Die Europäische Union verlangte von dem Unternehmen nach Angaben eines EU-Vertreters, den Liefervertrag mit der Staatengemeinschaft offenzulegen.

"Nicht zur Lieferung verfplichtet"

AstraZeneca-Chef Pascal Soriot hatte zuvor erklärt, sein Unternehmen sei nicht zur Lieferung bestimmter Mengen verpflichtet. Astrazeneca habe eine "Best Effort"-Vereinbarung mit der EU abgeschlossen. "Der Grund war, dass Brüssel mehr oder minder zum selben Zeitpunkt beliefert werden wollte wie die Briten - obwohl die drei Monate früher unterzeichnet hatten. Darum haben wir zugesagt, es zu versuchen, uns aber nicht vertraglich verpflichtet", erklärte Soriot gegenüber Medien. Der EU-Vertreter sagte, die "Best Effort"-Klausel sei Standard bei Verträgen mit Herstellern, deren Produkte sich noch in der Entwicklung befänden.

Statt 80 Millionen Impfdosen sollen nach EU-Angaben bis Ende März nur 31 Millionen ankommen. Den angegebenen Grund - Probleme in der Lieferkette - will die EU nicht gelten lassen. Sie fordert Vertragstreue. Die EU hatte schon im August bis zu 400 Millionen Impfdosen von AstraZeneca bestellt und nach eigenen Angaben 336 Millionen Euro für Entwicklung und Fertigung vorgestreckt. Nach Darstellung der EU-Kommission hätte AstraZeneca seit Oktober auf Vorrat produzieren müssen, damit der Impfstoff sofort nach der Zulassung in der EU bereitsteht.

EU-Kommission in der Kritik

Die Brüsseler Behörde steht selbst in der Kritik, weil Impfstoff in der EU knapp ist und bisher prozentuell weit weniger Menschen immunisiert wurden als etwa in Großbritannien oder Israel.
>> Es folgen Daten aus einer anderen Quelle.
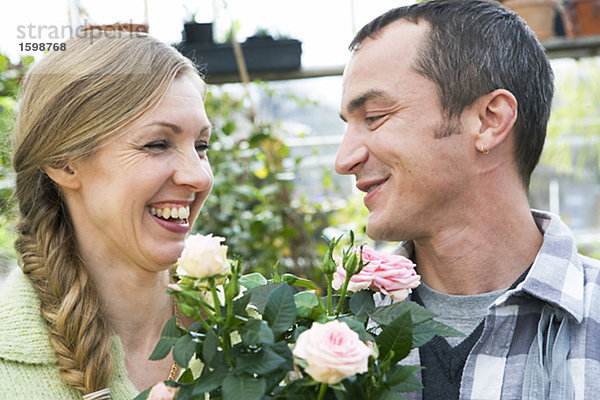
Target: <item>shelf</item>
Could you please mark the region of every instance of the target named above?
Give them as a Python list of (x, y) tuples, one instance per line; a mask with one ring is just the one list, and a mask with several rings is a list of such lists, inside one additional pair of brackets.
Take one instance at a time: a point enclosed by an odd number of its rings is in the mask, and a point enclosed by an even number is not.
[[(556, 38), (542, 42), (546, 48), (549, 58), (582, 58), (600, 56), (600, 36), (588, 36), (579, 38)], [(291, 79), (319, 78), (324, 76), (342, 75), (343, 65), (327, 67), (300, 68), (289, 71), (265, 71), (249, 72), (250, 80), (282, 81)], [(209, 84), (239, 83), (240, 77), (237, 73), (207, 75), (206, 82)]]
[(548, 39), (542, 44), (549, 58), (582, 58), (600, 55), (600, 36)]
[[(286, 81), (290, 79), (306, 79), (306, 78), (320, 78), (324, 76), (339, 76), (344, 72), (343, 65), (334, 65), (327, 67), (311, 67), (311, 68), (300, 68), (287, 71), (262, 71), (262, 72), (248, 72), (250, 80), (260, 79), (262, 81)], [(205, 80), (209, 84), (222, 84), (222, 83), (239, 83), (239, 74), (215, 74), (207, 75)]]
Das liegt zum Teil daran, dass die Mittel in der EU eine Marktzulassung statt nur einer Notfallzulassung bekommen sollen, was länger dauert. So hat die Impfkampagne später begonnen.

Inzwischen sind Vakzine von Biontech/Pfizer und Moderna zugelassen, die von Anschober am Mittwoch quasi als Seitenhieb auf AstraZeneca ein Extralob für pünktliche Lieferung und Verträglichkeit des Impfstoffs bekamen. AstraZeneca wäre Nummer drei.

AstraZeneca sieht Schuld bei EU

Der Chef von AstraZeneca sah nun den langsamen Vertragsabschluss als Grund für Lieferengpässe. Soriot sagte der "Welt" (Mittwoch): "Wir sind in Europa jetzt zwei Monate hinter unserem ursprünglichen Plan." Man habe auch Anfangsprobleme in Großbritannien gehabt. "Aber der Vertrag mit den Briten wurde drei Monate vor dem mit Brüssel geschlossen. Wir hatten dort drei Monate mehr Zeit, um Pannen zu beheben."